The words in the Theological Lexicon of the Old Testament are included because of their importance within the Hebrew Bible, not their suitability as elements of a secondary system of Old Testament theology. Since the entries are generally ordered according to roots—the traditional and most sensible approach to the lexical study of Semitic languages—and many words are treated as derivatives, synonyms, or antonyms of the terms listed in the articles, thousands of words are considered in approximately 330 articles. Other words can easily be found in the accompanying index. Besides the lexical entries on the key verbs, nouns, and adjectives, the Theological Lexicon of the Old Testament also examines theologically noteworthy pronouns and particles in their own separate entries.
With the Theological Lexicon of the Old Testament and the powerful tools in your Libronix Digital Library, serious theological and lexical study of the Old Testament can be accomplished quickly and accurately. You can now perform powerful searches faster than ever, and accomplish complex lexical research accurately and effectively. Knowing Hebrew will be an advantage, but English transliterations make this lexicon enormously useful for English-only study as well. Not only biblical studies scholars, but also—and especially—pastors, teachers, and others interested in serious theological studies of the Bible will profit from this important work.
Within the genre of the ‘theological dictionary’ the work of Jenni and Westermann is, within the limits of space, outstanding for its conciseness, care, and accuracy. It contains much linguistic information that is not easily accessible in the customary ‘linguistic’ dictionary. Its statistical work and tabulation are particularly valuable. In particular, the criticisms which were directed against theological dictionaries have been taken seriously, and faults have been avoided.
—James Barr, Distinguished Professor of Hebrew Bible, Vanderbilt Divinity School
Like a diamond, highly prized for its fine cut, sparkle, setting, durability, utility, and symbolism, Jenni-Westermann’s Theological Lexicon of the Old Testament has enormous value for a variety of reasons. Its rich data range from the historical to the theological, from the earliest occurrence of a particular word to its post-biblical use, from its distribution in the canon to its attestation in other literature from the ancient Near East, from its grammatical and syntactical peculiarities to its religious nuance. The contributors retain their original perspectives, which give freshness and excitement to the whole. I have long wished for an English translation of this important work so that my divinity students would have access to it.

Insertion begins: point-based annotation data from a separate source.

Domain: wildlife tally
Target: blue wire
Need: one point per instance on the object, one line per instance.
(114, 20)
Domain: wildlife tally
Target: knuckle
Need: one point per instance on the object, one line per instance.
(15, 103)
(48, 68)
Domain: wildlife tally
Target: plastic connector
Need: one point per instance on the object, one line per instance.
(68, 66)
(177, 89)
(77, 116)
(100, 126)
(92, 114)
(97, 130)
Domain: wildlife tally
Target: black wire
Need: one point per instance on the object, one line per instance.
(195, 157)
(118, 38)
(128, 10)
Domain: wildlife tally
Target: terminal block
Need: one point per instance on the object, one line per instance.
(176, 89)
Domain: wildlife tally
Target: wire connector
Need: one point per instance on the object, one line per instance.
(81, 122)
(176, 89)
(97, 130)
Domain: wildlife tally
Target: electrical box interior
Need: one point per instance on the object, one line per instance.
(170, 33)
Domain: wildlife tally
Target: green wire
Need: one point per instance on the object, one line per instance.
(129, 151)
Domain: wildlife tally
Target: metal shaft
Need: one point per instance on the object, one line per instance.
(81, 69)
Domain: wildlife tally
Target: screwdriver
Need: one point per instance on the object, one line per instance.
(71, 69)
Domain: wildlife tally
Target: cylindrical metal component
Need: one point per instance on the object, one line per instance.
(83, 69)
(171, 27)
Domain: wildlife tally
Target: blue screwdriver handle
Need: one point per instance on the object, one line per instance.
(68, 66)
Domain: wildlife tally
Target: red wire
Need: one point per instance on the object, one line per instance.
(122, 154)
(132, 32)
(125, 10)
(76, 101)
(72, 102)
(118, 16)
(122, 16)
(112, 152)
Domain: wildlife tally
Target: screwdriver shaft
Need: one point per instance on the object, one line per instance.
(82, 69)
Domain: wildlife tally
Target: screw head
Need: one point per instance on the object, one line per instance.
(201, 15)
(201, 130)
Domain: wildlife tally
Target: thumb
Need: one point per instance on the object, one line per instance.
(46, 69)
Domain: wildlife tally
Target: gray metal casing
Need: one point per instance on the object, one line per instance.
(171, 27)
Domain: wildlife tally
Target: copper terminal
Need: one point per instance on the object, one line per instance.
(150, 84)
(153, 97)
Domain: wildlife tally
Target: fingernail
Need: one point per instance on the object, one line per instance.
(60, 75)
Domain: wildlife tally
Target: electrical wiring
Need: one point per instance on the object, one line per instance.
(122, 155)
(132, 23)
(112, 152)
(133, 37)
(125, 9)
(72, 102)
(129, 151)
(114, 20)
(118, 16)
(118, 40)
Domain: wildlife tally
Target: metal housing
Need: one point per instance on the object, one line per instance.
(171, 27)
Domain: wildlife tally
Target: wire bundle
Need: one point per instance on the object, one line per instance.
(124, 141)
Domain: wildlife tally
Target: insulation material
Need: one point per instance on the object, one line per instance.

—James L. Crenshaw, Robert L. Flowers Professor of Old Testament, Duke University
Ernst Jenni is a member of the faculty of theology at the University of Basel and serves on the editorial committee of Theologische Zeitschrift.
Claus Westermann, emeritus professor at the University of Heidelberg, is author of the 3-volume Continental Commentary on Genesis and numerous other Old Testament studies.
Mark E. Biddle is associate professor of Old Testament and Hebrew Bible at the Baptist Theological Seminary at Richmond, Virginia. He received his Dr.Theol. from the University of Zurich and his Th.M. from Rüschlikon Baptist Theological Seminary.